Ночь шестьсот девяносто пятая
Под нами Балаклава — вся в зареве пожаров. В бухте горят транспортные корабли. Немцы эвакуируют отсюда войска и технику, а наша авиация препятствует этому. Ночь-максимум в разгаре, мы прилетели сюда в пятый раз.
— Баржа у причала, — докладывает Валя. — Новая! Новая не в смысле постройки, просто час назад этой баржи не было.
Ложусь на боевой курс. Суматошно машут лучами прожекторы, но нам пока улыбается военное счастье.
Поймали.
Улыбка оказалась мимолётной, но и за неё спасибо.
Заголосили «эрликоны». Самолёт содрогается, угрюмо гудит, всё равно, мол, буду лететь напролом, стреляйте, не стреляйте.

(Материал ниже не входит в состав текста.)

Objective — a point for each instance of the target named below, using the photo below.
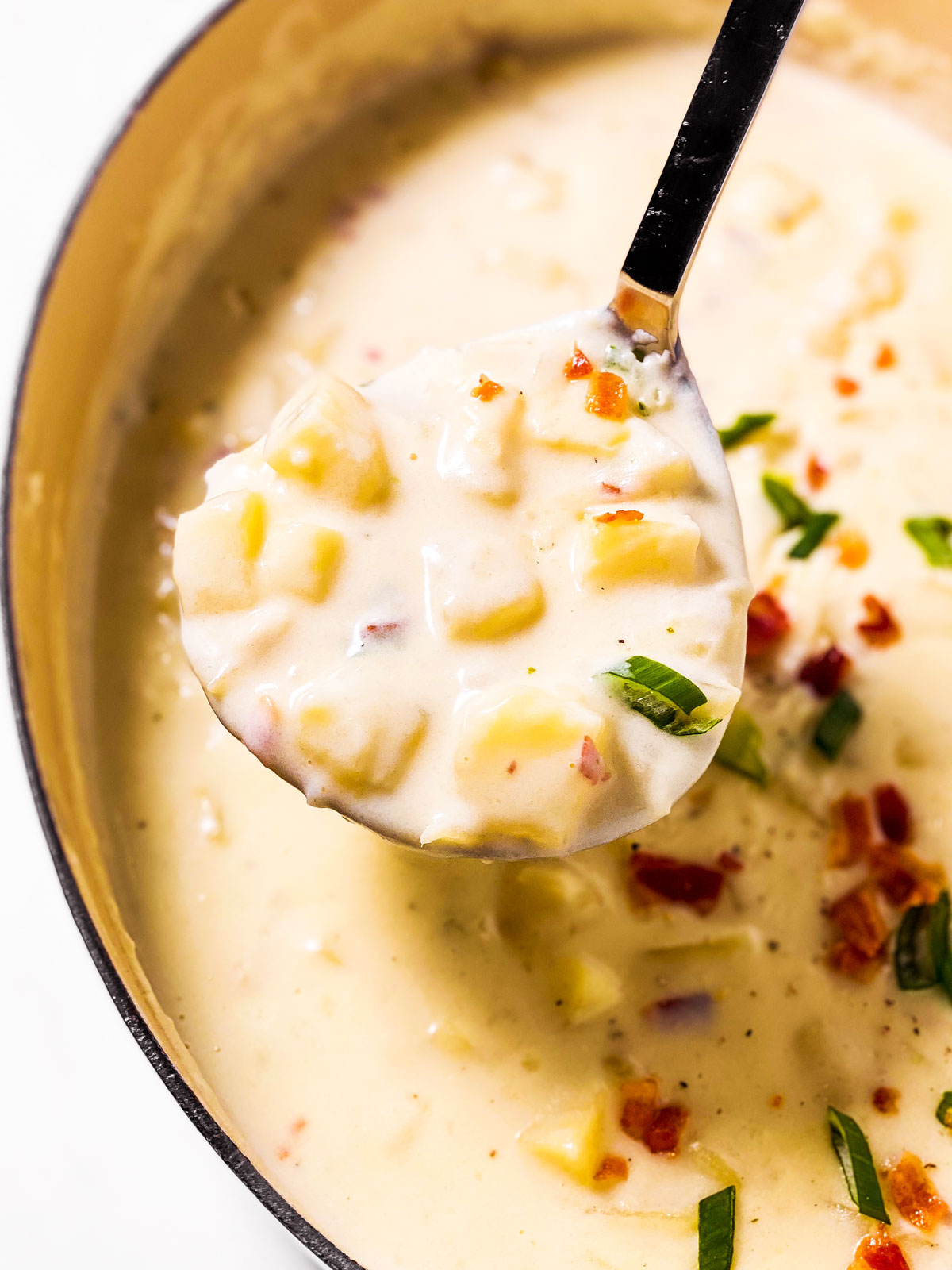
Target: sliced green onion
(837, 724)
(662, 695)
(715, 1230)
(933, 533)
(790, 507)
(943, 1111)
(743, 427)
(814, 533)
(740, 749)
(856, 1161)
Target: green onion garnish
(837, 724)
(663, 696)
(933, 533)
(715, 1230)
(743, 427)
(793, 512)
(856, 1161)
(922, 956)
(740, 749)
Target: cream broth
(432, 1057)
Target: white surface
(98, 1165)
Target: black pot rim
(163, 1064)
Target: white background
(98, 1166)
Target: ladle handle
(725, 102)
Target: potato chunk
(359, 727)
(216, 548)
(301, 560)
(327, 435)
(484, 591)
(570, 1140)
(520, 762)
(619, 544)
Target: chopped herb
(856, 1161)
(933, 533)
(662, 695)
(740, 749)
(743, 427)
(837, 724)
(922, 958)
(793, 512)
(715, 1230)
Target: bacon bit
(486, 389)
(592, 765)
(767, 624)
(892, 813)
(816, 475)
(640, 1104)
(914, 1195)
(854, 549)
(850, 831)
(625, 514)
(825, 672)
(663, 1136)
(886, 357)
(729, 863)
(657, 879)
(613, 1168)
(880, 628)
(886, 1100)
(607, 397)
(879, 1251)
(578, 368)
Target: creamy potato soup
(448, 1064)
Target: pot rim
(171, 1079)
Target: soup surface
(433, 1058)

Бомбы отделились, даю полный газ и сразу чувствую — с мотором что-то неладно, появился посторонний звук…
Всё! Сердце «По-2» остановилось.
— Что это с ним? — в голосе штурмана возмущение и обида, словно мотор остановился, не имея на это никакого права, по своей воле.
Прожектор словно прижимал нас к земле и вдруг, видимо, потеряв интерес к обречённому самолёту, отшатнулся.
— Два САБа над бухтой, кто-то нас выручает, — с печалью в голосе сказала Валя.
«Или прощается с нами», — подумала я.
В какой-то мере луч помог мне сориентироваться, нет худа без добра — в его свете я разглядела широкую балку с ровным дном, покрытым травой и мелким кустарником.
Сели нормально. Слева и справа громоздились деревья, освещённые луной. Самолёт ещё не остановился, а Валя уже была на крыле.
Расстегнув кобуру, я прислушалась. Пока тихо, но немцы, конечно, скоро будут здесь.
Открыв капот, Валя ощупывает мотор. Что-то бормочет. Бесшумно, как кошка, вернулась в кабину. Что-то ищет, пыхтит.
Ни о чём не спрашиваю — ясно, что мотор получил повреждение, видимо, попал осколок снаряда. Вряд ли Валя сумеет отремонтировать его, не успеет. Надо поджечь самолёт и уходить.
Горы рядом. Линия фронта недалеко, но перейти её непросто, рисковать не стоит. Одна я бы, наверное, попыталась, но с Валей… Она отлично ориентируется в воздухе, а на земле теряется. Я рассказывала, как она однажды заблудилась, не нашла дорогу на аэродром.
Лейла с Руфой год назад перешли через сильно укреплённую немецкую «Голубую линию» на Кубани. Инженер Озеркова и штурман Каширина прошли по тылам врага сотни километров, когда наши войска отступали. А сейчас… Через два-три дня наши будут здесь. Заберёмся в какую-нибудь пещеру, переждём.
Почему же я медлю? В запасе у нас — минуты. Но в сердце теплится искорка надежды.
— Рычажок погнулся, — выскочил, — голос Вали еле слышен. — У меня есть запасной. Сейчас… Сейчас…
Неужели она в темноте, почти на ощупь, сумеет быстро исправить повреждение? Почему бы и нет? У неё в кабине есть небольшой набор инструментов. Наши жизни — в маленьких девичьих руках.
Балка, постепенно сужаясь, упирается в стену леса.
Препятствий не видно, места для разбега достаточно. Можем, конечно, напороться на какой-нибудь пень. Осматривать балку нет времени.
Впереди, прямо по курсу, вспыхнул фонарь. Второй, третий. Облава…
Страх ледяным обручем сдавил голову. Пройдёт пять-шесть минут, уходить будет поздно. Застрелю и её и себя, у нас такой уговор. Помню её слова: «У тебя рука твёрдая, я ни капельки этого не боюсь и жалеть ни о чём не буду, умру с улыбкой, честное комсомольское, лишь бы вместе».